The name Ishmael in Hebrew means “God hears”.  Within this one chapter, God has revealed two of His faculties, or attributes, that humans both share in, and understand:  hearing and sight.  However obvious this may seem to we whom today know as an omniscient God, it may not have been obvious to Hagar, as she was an Egyptian who just happened to be traveling with a righteous Hebrew man.

The general opinion of antiquity is that Abraham made no small mention of his faith within his household – to both family and foreigner.  (His servants will find this out in Gen. 17 where God commands Abraham to circumcise all the males in his household.)  However, to know God and to experience God are two vastly different things.  Until this point, Hagar has known of God, but she may not have known God.  When the Angel of the LORD appears to Hagar, it was at a time of desperation in Hagar’s life; thus the very act of God showing up at this time to encourage and bless Hagar tells Hagar of God’s nature.

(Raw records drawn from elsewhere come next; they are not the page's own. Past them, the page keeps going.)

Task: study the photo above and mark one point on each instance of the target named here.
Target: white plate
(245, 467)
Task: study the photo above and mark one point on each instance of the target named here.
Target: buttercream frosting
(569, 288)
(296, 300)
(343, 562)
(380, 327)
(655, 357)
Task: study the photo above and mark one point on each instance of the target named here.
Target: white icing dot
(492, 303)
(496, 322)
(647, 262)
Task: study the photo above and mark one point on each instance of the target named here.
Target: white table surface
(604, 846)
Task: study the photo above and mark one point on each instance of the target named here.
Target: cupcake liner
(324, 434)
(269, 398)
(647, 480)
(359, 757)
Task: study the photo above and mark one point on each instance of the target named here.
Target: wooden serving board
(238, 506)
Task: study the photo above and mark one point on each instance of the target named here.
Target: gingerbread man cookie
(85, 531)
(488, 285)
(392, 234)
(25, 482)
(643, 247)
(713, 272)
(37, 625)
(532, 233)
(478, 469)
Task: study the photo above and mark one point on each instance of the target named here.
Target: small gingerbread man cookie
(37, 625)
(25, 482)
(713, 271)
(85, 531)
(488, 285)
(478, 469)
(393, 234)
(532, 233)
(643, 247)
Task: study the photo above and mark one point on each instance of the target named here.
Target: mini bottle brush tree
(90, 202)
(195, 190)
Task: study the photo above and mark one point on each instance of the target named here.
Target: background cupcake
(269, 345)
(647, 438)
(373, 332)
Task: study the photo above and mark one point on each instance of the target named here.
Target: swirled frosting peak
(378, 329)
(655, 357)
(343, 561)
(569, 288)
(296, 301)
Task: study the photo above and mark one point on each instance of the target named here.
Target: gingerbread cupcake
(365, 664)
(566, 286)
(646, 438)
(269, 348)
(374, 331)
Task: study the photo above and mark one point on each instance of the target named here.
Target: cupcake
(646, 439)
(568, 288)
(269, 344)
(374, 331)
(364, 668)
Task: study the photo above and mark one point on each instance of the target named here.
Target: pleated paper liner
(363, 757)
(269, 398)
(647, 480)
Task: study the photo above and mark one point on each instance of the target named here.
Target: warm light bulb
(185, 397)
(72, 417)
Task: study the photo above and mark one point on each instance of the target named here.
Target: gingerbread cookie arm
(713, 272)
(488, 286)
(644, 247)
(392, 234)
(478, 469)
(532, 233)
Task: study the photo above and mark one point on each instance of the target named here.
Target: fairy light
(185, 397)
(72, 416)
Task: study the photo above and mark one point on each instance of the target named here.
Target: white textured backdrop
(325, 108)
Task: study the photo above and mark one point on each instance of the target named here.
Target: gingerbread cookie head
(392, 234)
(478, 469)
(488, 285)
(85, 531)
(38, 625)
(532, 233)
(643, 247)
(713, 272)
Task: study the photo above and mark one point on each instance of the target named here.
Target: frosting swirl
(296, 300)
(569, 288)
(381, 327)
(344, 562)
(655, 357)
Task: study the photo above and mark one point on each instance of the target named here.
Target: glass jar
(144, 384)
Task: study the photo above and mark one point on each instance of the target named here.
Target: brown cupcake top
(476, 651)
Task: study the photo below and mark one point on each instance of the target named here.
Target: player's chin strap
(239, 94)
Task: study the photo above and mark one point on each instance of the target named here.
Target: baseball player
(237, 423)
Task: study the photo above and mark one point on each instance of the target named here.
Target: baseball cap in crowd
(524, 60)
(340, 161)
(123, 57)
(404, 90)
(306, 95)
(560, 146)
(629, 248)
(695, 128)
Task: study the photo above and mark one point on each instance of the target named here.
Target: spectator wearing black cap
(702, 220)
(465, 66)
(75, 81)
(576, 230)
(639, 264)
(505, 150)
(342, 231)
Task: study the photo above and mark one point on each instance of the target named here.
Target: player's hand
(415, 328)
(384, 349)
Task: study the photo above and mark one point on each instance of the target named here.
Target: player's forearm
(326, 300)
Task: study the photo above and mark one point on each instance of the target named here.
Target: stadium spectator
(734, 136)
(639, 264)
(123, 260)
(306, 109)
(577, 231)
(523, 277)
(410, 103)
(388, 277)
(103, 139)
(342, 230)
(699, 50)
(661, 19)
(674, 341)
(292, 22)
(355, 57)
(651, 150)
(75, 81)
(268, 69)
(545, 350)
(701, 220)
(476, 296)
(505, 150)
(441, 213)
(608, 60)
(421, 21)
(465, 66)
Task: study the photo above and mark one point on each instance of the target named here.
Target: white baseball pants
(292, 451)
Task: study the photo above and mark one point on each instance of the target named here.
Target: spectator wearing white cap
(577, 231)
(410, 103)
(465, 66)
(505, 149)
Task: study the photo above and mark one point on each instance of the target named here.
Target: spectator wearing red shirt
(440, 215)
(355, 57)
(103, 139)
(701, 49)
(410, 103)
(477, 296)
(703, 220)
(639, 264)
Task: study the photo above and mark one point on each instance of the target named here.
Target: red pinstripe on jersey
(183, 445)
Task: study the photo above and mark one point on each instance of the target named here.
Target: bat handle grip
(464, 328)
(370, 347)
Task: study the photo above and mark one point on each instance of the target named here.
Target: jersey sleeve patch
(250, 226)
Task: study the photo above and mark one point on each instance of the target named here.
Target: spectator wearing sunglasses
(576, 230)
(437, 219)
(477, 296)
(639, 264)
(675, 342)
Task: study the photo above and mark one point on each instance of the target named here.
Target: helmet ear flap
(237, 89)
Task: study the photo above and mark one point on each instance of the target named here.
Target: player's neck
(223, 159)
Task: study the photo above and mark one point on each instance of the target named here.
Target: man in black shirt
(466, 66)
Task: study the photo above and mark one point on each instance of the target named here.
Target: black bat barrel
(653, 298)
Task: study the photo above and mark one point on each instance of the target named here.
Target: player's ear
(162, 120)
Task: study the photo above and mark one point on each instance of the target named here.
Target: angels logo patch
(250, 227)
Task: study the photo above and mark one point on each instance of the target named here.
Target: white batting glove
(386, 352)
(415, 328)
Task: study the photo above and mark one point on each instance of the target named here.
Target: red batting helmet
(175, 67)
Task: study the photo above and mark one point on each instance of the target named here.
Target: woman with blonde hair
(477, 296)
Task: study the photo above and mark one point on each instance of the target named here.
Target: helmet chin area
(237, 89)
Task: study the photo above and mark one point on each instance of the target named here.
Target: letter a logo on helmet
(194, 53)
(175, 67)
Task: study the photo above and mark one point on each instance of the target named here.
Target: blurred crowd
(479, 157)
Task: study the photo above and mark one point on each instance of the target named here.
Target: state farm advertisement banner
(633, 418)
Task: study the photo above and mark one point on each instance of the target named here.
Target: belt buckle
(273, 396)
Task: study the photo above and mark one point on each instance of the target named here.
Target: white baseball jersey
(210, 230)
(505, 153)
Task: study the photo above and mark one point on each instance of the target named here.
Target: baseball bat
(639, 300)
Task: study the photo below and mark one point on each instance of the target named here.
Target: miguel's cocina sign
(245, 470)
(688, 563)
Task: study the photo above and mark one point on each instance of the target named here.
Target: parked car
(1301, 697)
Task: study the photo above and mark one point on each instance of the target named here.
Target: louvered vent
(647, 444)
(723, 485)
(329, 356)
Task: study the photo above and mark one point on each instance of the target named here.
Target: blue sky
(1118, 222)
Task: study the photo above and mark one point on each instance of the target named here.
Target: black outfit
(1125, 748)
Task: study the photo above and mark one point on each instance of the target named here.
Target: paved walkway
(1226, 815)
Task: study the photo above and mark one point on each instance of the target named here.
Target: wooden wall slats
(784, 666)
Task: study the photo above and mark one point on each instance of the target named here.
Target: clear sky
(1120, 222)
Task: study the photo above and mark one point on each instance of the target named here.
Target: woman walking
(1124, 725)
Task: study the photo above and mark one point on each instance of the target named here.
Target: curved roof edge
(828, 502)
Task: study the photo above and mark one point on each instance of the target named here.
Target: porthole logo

Is there a lesson to us here?  Perhaps it is a reminder to us who know God (even though He may not have physically appeared to us of course) that those who identify with the world, which is mystically Egypt, do not know God the way we do.  They either care not to know Him, or do not understand that God is a God who truly does hear and see, as well as understand, our plight and our condition.  But if they knew God was like this, why would they delay in desiring to know Him?  Do we who know God show those who do not that He is a God who hears and sees?  Who understands?